16.2.2 What is an IR Model?
16.2.3 Components of Information Retrieval/ IR Model
16.3 Difference Between Information Retrieval and Data Retrieval
16.4 User Interaction with Information Retrieval System
16.5 Past, Present, and Future of Information Retrieval
16.5.1 IR on the Web
16.5.2 Why is IR difficult?
16.6 Functional Overview
16.6.1 Item Normalization
16.6.2 Selective Dissemination (Distribution, Spreading) of
Information
16.6.3 Document Database Search
16.6.4 Multimedia Database Search
16.7 Application areas within IR
16.7.1 Cross language retrieval
16.7.2 Speech/broadcast retrieval
16.7.3 Text Categorization
16.7.4 Text Summarization
16.7.5 Structured document element retrieval
16.8 Web Information Retrieval Models
16.8.1 Vector Model
16.8.2 Vector space model
16.8. 3 Probabilistic Model
16.9 Let us S um Up
16.10 List of References
16.11 Bibliography
16.12 Chapter End Exercises
16.0 OBJECTIVES Knowledge about Information Retrieval munotes.in
Page 267
267
Various IR models
Components of IR
User Interaction
Application Area
16.1 INTRODUCTION
An IR framework can address, store, sort out, and access data things. A
bunch of catchphrases are needed to look. Catchphrases are the thing
individuals are looking for in web crawlers. These keywords sum up the
portrayal of the data.
16.2 AN OVERVIEW
The framework looks more than billions of records put away on large
number of PCs. A spam channel, manual or programmed implies are given
by email program to grouping the sends so it very well may be put
straightforwardly into specific envelopes. For insta nce, Information
Retrieval can be the point at which a client enters an inquiry into the
framework.
Not just custodians, proficient searchers, and so on draw in themselves in
the action of data recovery however these days countless individuals take
part in IR consistently when they use web indexes. Data Retrieval is
accepted to be the prevailing type of Information access. The IR
framework helps the clients in discovering the data they require yet it
doesn't expressly return the responses to the inquiry. It tells in regard to
the presence and area of reports that may comprise of the necessary data.

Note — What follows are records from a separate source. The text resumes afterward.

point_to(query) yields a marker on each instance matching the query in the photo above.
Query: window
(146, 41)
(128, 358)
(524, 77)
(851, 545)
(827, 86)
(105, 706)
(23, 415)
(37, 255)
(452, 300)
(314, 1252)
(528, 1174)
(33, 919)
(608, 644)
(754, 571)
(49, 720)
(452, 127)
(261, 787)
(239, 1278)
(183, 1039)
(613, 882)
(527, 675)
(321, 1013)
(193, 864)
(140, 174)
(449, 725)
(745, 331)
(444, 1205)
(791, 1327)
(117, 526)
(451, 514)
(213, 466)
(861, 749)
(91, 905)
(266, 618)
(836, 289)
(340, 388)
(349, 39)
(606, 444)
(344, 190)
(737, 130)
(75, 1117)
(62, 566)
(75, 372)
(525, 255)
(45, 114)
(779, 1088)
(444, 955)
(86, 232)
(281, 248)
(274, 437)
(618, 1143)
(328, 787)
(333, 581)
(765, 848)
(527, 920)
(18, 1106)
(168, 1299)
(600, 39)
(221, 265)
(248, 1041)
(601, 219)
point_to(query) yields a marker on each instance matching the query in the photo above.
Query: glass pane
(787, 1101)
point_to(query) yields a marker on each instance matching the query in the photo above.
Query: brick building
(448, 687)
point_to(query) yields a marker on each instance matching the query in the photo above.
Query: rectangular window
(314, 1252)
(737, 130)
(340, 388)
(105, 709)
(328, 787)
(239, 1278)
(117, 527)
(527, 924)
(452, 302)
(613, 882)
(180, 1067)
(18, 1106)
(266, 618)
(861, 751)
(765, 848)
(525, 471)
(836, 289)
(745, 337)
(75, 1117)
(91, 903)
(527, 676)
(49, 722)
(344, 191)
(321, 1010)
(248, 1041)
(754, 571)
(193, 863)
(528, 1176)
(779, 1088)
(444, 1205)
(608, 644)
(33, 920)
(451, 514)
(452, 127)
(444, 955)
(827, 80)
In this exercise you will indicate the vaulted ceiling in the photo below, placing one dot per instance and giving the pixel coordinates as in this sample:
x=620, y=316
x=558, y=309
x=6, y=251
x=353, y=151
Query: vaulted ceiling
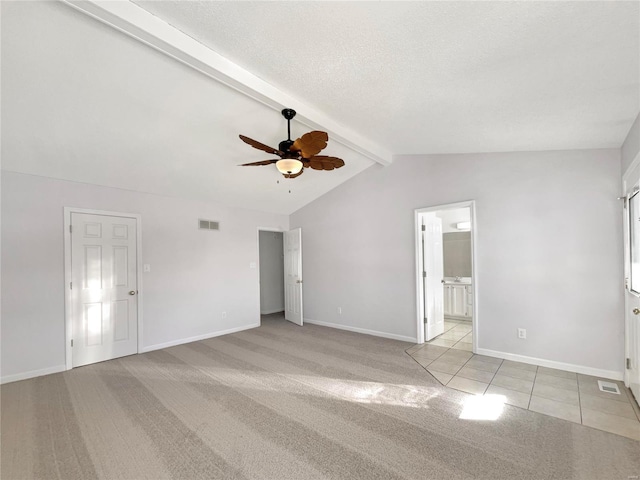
x=87, y=102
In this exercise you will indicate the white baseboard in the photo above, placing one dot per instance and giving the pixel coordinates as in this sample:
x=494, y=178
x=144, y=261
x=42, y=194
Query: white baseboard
x=570, y=367
x=32, y=374
x=182, y=341
x=269, y=312
x=375, y=333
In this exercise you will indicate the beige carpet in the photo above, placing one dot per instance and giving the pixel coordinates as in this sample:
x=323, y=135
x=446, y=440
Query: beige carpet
x=283, y=402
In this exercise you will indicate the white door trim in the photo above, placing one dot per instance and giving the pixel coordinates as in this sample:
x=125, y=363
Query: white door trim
x=627, y=248
x=68, y=310
x=418, y=262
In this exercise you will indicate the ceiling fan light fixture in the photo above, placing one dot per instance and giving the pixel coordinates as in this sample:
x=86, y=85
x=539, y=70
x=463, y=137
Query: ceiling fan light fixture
x=289, y=166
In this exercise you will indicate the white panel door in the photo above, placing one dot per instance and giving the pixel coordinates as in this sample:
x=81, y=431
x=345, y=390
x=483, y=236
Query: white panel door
x=104, y=287
x=293, y=276
x=433, y=275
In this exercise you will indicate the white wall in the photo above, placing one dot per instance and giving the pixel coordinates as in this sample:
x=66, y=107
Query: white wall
x=271, y=272
x=631, y=146
x=549, y=245
x=195, y=275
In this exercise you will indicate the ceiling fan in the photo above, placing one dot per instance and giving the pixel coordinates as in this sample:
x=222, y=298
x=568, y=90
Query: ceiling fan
x=296, y=155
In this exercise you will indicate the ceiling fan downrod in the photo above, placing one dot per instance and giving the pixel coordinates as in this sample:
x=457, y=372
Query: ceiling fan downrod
x=285, y=145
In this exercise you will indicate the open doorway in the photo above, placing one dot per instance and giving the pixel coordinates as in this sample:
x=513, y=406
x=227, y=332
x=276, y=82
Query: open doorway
x=446, y=278
x=271, y=255
x=280, y=274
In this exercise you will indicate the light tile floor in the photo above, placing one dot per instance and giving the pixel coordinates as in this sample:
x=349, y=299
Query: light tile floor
x=567, y=395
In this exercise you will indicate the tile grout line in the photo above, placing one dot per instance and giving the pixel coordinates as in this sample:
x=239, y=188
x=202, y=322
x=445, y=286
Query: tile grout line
x=494, y=375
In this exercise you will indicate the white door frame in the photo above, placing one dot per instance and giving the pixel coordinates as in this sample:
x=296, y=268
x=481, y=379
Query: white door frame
x=263, y=229
x=471, y=204
x=68, y=304
x=627, y=262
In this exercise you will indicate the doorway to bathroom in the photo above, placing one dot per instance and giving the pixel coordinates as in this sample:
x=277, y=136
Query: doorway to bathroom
x=446, y=277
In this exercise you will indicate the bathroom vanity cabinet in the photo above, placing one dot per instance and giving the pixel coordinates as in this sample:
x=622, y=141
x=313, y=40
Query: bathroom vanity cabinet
x=458, y=300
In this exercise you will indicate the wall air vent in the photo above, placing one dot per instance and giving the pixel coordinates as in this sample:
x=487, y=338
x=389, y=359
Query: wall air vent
x=208, y=225
x=608, y=387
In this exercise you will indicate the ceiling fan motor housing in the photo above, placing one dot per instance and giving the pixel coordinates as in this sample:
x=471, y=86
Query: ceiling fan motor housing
x=285, y=147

Data r ecovery additionally stretches out help to clients in perusing or
sifting record assortment or preparing a bunch of recovered reports.
16.2.1 What is Information Retrieval? :
IR characterized as a product program that arrangements with the
association, s tockpiling, recovery, and assessment of data from record
storehouses, especially literary data. Data Retrieval is the action of getting
material that can generally be recorded on an unstructured nature for
example typically text which fulfills a data need from inside huge
assortments which is put away on PCs.
16.2.2 What is an IR Model? :
An Information Retrieval (IR) model chooses and positions the archive
that is needed by the client, or the client has requested as an inquiry. The
reports and the inquiries are addressed likewise, so that record
determination and positioning can be formalized by a coordinating with
work that profits a recovery status esteem (RSV) for each archive in the
assortment. A considerable lot of the Information Retrieval frameworks
address report substance by a bunch of descriptors, called terms, having a munotes.in
Page 268
268
place with a jargon V. An IR model decides the inquiry report
coordinating with work as per four fundamental methodologies:
16.2.3 Components of Information Retrieval/ IR Model :
Figure 1: IR Model
Acquisition:
In this progression, the choice of records and different items from
different web assets that comprise of text-based archives happens. The
necessary information is gathered by web crawlers and put away in the
data set.
Representation:
It comprises of ordering that contains free-text terms, controlled jargon,
manual and programmed strategies also. model: Abstracting contains
summing up and Bibliographic portrayal that contains creator, title,
sources, information, and metadata .
File Organization: There are two sorts of document association
strategies. for example Consecutive: It contains records by archive
information. Altered: It contains term by term, rundown of records under
each term. Mix of both.
Query:
An IR cycle begins when a client enters an inquiry into the framework.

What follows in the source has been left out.